Alcuni giorni fa l’intervista di Enrico Lucci delle Iene a Luciano Gaucci in versione “latitante di lusso” a Santo Domingo mi aveva fatto andare il sangue alla testa. Ed ora la notizia che presto tornerà in Italia perché il gip Paolo Micheli ha revocato la custodia cautelare attiva dal 2005 e potrà patteggiare la pena (a 3 anni) mi fa scoppiare definitivamente le vene in testa.

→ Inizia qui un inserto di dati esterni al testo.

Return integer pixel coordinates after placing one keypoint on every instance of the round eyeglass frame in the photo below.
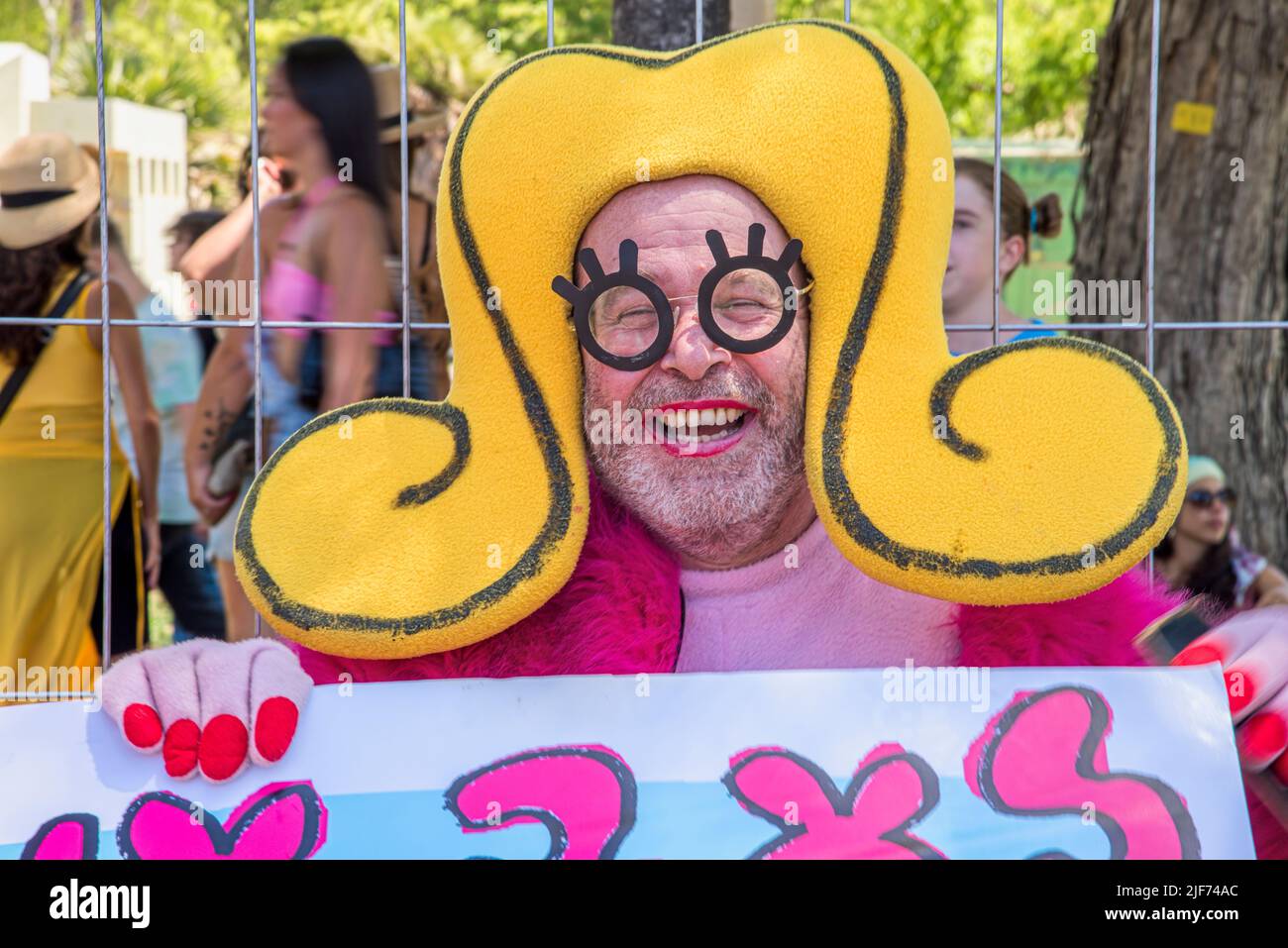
(584, 298)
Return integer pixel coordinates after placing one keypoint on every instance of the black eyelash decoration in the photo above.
(754, 260)
(584, 298)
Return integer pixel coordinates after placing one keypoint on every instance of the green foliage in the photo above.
(1046, 64)
(165, 75)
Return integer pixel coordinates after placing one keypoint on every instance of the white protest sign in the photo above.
(901, 763)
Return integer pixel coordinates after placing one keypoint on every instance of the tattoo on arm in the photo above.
(214, 423)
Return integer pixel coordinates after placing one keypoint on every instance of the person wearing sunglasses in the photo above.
(1202, 553)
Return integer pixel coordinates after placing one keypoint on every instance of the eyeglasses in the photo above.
(746, 303)
(1203, 498)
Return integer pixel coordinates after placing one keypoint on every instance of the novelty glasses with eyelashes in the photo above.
(1203, 498)
(746, 303)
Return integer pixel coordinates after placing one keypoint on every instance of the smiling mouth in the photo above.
(700, 429)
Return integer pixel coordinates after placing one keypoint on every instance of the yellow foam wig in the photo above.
(1033, 472)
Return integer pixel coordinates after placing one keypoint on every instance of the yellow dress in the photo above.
(52, 507)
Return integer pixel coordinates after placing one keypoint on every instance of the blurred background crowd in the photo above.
(181, 189)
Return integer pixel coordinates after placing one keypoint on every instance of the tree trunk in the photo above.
(666, 24)
(1222, 228)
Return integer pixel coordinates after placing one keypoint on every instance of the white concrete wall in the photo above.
(24, 80)
(154, 146)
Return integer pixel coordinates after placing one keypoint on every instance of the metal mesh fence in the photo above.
(1149, 326)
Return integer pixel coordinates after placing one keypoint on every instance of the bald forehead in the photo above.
(669, 220)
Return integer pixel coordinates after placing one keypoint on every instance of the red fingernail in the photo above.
(180, 747)
(1198, 655)
(274, 727)
(141, 725)
(1237, 685)
(223, 747)
(1263, 736)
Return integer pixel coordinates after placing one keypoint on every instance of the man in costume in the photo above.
(737, 250)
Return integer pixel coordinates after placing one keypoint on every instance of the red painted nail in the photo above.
(1198, 655)
(142, 725)
(180, 747)
(223, 747)
(1263, 736)
(1237, 685)
(274, 727)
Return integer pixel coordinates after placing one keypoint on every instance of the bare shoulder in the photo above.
(351, 206)
(116, 300)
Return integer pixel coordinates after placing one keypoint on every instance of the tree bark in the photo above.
(664, 25)
(1222, 244)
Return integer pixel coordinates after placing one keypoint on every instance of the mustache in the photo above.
(741, 385)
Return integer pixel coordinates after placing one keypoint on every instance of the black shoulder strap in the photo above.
(20, 375)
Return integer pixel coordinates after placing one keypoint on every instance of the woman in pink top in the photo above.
(322, 260)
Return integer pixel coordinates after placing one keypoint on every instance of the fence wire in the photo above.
(1149, 326)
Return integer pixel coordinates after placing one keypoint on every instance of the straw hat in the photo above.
(389, 107)
(48, 187)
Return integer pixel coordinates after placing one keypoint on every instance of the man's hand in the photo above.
(211, 509)
(1253, 652)
(209, 706)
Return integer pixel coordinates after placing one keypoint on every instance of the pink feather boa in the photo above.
(622, 613)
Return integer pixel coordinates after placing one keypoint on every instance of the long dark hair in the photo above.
(26, 279)
(1214, 575)
(331, 82)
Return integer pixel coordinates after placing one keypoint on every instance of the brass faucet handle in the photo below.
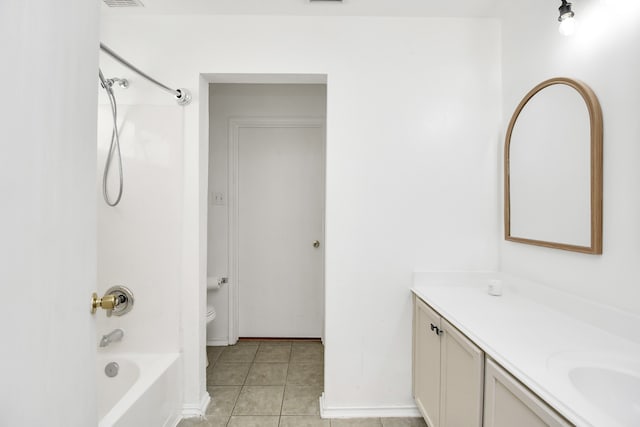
(107, 302)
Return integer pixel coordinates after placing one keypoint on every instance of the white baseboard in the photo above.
(218, 342)
(173, 421)
(408, 411)
(192, 410)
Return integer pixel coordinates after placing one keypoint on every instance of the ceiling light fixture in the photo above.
(566, 18)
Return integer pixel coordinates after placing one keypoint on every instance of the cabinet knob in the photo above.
(437, 330)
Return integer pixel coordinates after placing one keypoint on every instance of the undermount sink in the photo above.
(615, 392)
(607, 382)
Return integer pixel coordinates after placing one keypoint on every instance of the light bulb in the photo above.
(567, 26)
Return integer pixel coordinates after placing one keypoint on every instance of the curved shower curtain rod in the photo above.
(183, 97)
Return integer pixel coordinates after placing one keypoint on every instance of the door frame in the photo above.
(234, 126)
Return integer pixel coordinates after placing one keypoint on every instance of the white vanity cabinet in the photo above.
(508, 403)
(447, 371)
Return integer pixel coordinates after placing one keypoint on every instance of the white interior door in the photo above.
(280, 205)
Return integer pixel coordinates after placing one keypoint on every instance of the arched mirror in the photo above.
(553, 168)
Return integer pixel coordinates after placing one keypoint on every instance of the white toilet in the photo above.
(213, 283)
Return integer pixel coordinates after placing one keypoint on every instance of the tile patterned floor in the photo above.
(272, 384)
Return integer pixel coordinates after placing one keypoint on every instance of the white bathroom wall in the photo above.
(48, 212)
(603, 54)
(139, 240)
(227, 101)
(412, 139)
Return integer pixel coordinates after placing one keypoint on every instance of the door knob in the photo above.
(107, 302)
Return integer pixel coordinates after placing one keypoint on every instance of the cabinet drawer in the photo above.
(508, 403)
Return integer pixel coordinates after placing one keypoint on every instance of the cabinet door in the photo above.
(426, 362)
(462, 379)
(508, 403)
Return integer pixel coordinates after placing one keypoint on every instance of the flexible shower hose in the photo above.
(114, 147)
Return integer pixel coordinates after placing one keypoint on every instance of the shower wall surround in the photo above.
(139, 240)
(413, 111)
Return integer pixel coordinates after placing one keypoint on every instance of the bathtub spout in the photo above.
(113, 336)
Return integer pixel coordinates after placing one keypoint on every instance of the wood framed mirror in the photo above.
(553, 168)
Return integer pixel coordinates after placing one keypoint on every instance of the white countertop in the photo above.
(531, 339)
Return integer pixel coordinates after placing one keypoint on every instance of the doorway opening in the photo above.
(265, 245)
(266, 211)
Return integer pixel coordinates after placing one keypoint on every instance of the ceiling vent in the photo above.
(123, 3)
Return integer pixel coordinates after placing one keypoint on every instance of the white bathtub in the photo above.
(145, 393)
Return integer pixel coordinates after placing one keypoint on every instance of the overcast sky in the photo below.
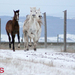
(51, 7)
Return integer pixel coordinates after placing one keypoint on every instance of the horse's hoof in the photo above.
(13, 50)
(34, 49)
(26, 50)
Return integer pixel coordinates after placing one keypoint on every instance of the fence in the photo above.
(51, 34)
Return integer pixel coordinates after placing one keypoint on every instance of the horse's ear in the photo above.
(39, 9)
(14, 11)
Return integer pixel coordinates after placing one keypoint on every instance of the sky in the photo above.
(51, 7)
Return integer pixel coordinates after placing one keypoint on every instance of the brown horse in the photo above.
(12, 28)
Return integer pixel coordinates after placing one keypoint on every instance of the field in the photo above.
(40, 62)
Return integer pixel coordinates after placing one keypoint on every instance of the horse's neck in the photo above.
(14, 20)
(32, 20)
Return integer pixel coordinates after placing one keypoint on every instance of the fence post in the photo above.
(65, 17)
(0, 30)
(45, 27)
(57, 38)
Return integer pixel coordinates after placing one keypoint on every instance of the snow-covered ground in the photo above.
(40, 62)
(70, 38)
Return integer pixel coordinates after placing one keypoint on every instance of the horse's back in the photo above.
(10, 26)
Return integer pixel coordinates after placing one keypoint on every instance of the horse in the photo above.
(12, 28)
(39, 20)
(31, 28)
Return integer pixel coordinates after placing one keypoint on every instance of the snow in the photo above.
(40, 62)
(70, 38)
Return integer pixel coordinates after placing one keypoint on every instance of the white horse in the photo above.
(39, 17)
(32, 28)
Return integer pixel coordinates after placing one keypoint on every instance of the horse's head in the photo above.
(16, 14)
(38, 14)
(33, 12)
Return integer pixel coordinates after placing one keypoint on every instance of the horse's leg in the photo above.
(25, 40)
(9, 40)
(18, 40)
(13, 36)
(35, 43)
(30, 44)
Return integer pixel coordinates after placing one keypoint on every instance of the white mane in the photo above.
(32, 26)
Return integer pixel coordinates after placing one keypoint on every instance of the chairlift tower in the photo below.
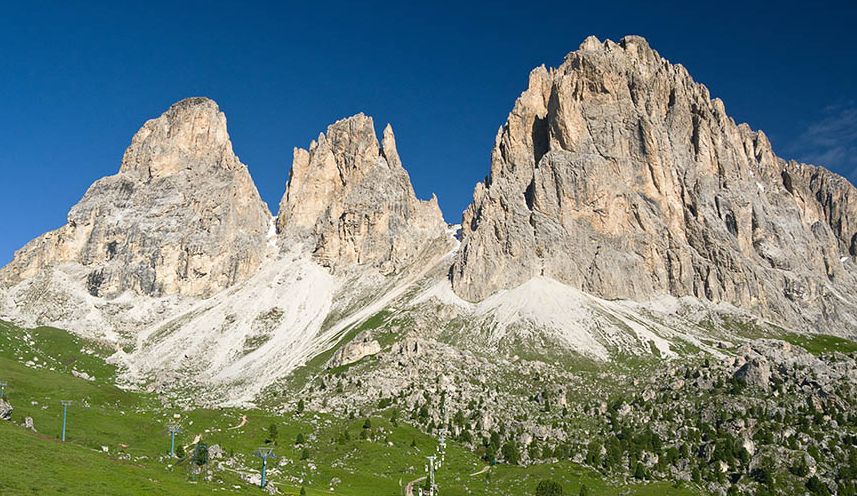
(173, 429)
(441, 448)
(265, 453)
(431, 468)
(65, 404)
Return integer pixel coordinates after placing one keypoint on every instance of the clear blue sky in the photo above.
(77, 79)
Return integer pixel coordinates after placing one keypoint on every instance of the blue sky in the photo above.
(77, 79)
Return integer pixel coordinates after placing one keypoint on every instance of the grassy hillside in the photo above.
(338, 454)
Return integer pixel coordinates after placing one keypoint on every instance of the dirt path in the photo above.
(484, 469)
(409, 489)
(242, 424)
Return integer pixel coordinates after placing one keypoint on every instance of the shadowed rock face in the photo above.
(618, 174)
(182, 216)
(352, 203)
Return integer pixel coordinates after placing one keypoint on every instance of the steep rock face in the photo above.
(351, 201)
(182, 216)
(618, 174)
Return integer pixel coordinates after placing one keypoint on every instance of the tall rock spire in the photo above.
(351, 202)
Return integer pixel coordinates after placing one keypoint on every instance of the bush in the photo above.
(511, 453)
(548, 488)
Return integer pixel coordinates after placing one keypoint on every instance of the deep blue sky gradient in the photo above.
(77, 79)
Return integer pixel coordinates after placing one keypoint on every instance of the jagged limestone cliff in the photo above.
(182, 216)
(618, 174)
(351, 201)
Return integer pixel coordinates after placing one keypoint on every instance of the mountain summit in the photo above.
(182, 216)
(618, 174)
(352, 201)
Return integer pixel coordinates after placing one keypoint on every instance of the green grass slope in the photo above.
(338, 456)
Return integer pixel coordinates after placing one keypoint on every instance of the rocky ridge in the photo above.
(618, 174)
(182, 216)
(352, 201)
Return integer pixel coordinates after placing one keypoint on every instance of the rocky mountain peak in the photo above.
(351, 202)
(618, 174)
(191, 134)
(182, 216)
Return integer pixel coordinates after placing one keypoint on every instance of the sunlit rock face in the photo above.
(618, 174)
(352, 203)
(182, 216)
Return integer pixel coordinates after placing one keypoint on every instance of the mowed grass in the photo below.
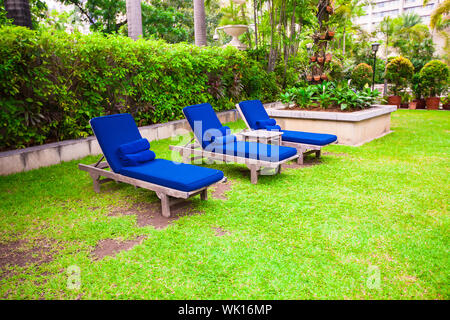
(328, 231)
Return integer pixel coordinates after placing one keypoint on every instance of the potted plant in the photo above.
(361, 76)
(416, 88)
(445, 103)
(398, 73)
(434, 77)
(330, 34)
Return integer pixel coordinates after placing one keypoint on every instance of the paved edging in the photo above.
(375, 111)
(53, 153)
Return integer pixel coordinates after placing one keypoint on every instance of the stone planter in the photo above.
(235, 31)
(353, 128)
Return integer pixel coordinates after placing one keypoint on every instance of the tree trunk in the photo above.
(19, 11)
(199, 23)
(255, 17)
(134, 19)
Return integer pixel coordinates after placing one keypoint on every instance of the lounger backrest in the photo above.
(253, 110)
(201, 118)
(113, 131)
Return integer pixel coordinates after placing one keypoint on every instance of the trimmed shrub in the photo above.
(362, 75)
(399, 72)
(53, 83)
(434, 78)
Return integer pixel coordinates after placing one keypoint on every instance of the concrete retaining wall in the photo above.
(54, 153)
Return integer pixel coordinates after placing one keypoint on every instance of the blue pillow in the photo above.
(262, 124)
(134, 146)
(135, 153)
(212, 134)
(273, 128)
(224, 139)
(136, 159)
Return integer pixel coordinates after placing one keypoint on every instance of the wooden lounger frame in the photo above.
(168, 196)
(303, 149)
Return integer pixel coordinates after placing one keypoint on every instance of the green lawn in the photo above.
(324, 231)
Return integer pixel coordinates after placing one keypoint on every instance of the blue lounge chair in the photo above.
(216, 142)
(256, 118)
(131, 161)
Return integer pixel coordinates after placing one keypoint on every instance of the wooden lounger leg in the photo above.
(95, 180)
(165, 204)
(253, 173)
(204, 195)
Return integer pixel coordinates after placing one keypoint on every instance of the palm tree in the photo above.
(199, 23)
(134, 19)
(19, 12)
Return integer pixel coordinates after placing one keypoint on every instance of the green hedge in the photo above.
(52, 83)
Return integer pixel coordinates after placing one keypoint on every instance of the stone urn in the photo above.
(235, 31)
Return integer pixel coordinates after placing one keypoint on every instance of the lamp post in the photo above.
(375, 47)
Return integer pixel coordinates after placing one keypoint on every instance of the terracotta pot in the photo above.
(433, 103)
(413, 105)
(395, 100)
(235, 31)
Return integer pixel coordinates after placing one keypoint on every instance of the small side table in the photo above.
(262, 136)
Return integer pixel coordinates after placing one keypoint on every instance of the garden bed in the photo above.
(351, 128)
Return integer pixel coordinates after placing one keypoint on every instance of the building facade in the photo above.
(392, 8)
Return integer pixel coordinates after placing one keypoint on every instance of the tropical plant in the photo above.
(434, 78)
(399, 72)
(362, 75)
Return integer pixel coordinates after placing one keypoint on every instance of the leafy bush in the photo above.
(52, 83)
(331, 94)
(399, 72)
(362, 75)
(434, 78)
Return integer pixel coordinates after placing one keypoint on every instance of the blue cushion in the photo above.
(318, 139)
(224, 139)
(262, 124)
(201, 118)
(257, 151)
(179, 176)
(112, 132)
(254, 111)
(273, 128)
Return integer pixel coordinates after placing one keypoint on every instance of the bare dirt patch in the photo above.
(150, 213)
(219, 190)
(111, 247)
(22, 252)
(219, 232)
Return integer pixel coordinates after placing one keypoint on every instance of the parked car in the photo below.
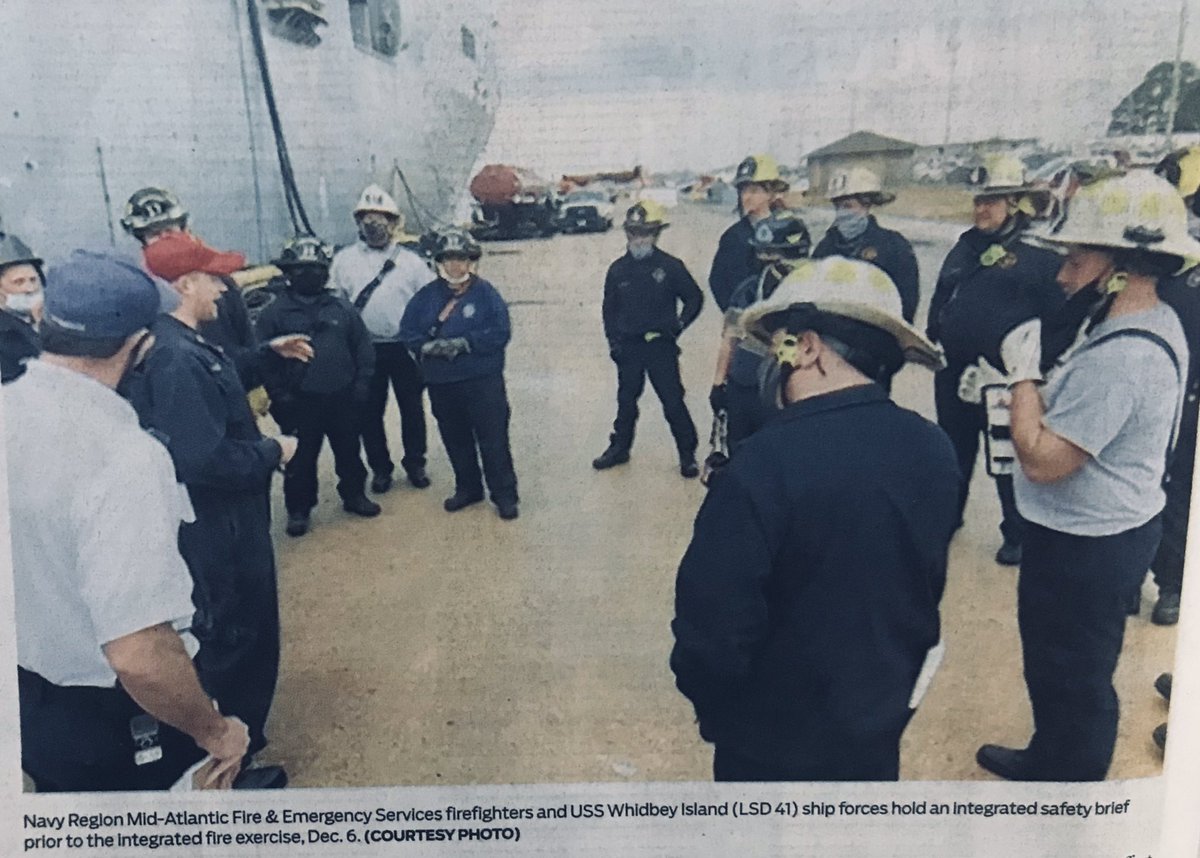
(586, 211)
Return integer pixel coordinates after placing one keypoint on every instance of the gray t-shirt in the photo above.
(1120, 402)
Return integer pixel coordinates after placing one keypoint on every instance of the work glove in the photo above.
(456, 346)
(718, 399)
(1021, 353)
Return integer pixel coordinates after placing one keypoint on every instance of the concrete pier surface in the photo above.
(424, 647)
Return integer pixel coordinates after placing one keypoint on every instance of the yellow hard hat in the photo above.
(850, 288)
(1134, 211)
(760, 169)
(646, 215)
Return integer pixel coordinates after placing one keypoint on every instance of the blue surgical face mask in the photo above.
(641, 246)
(851, 223)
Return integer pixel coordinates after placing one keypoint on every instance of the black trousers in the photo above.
(1071, 611)
(78, 739)
(313, 418)
(473, 419)
(395, 366)
(964, 423)
(834, 756)
(229, 553)
(659, 360)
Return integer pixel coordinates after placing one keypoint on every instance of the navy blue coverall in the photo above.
(467, 391)
(642, 321)
(973, 307)
(187, 391)
(809, 597)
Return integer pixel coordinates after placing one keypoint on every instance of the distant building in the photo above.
(887, 156)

Il caro Gaucci, che se la spassa al mare, nella sua bella villa, accompagnato dalla sua nuova compagna, che dovrebbe avere all’incirca 35 anni in meno di lui, guidando macchinoni mai visti, dopo che nel suo paese era stato indagato per il fallimento dell’AC Perugia ed inquisito assieme ai figli Riccardo e Alessandro per associazione a delinquere finalizzata alla bancarotta fraudolenta, è uno schiaffo a chi crede ancora un minimo nella giustizia.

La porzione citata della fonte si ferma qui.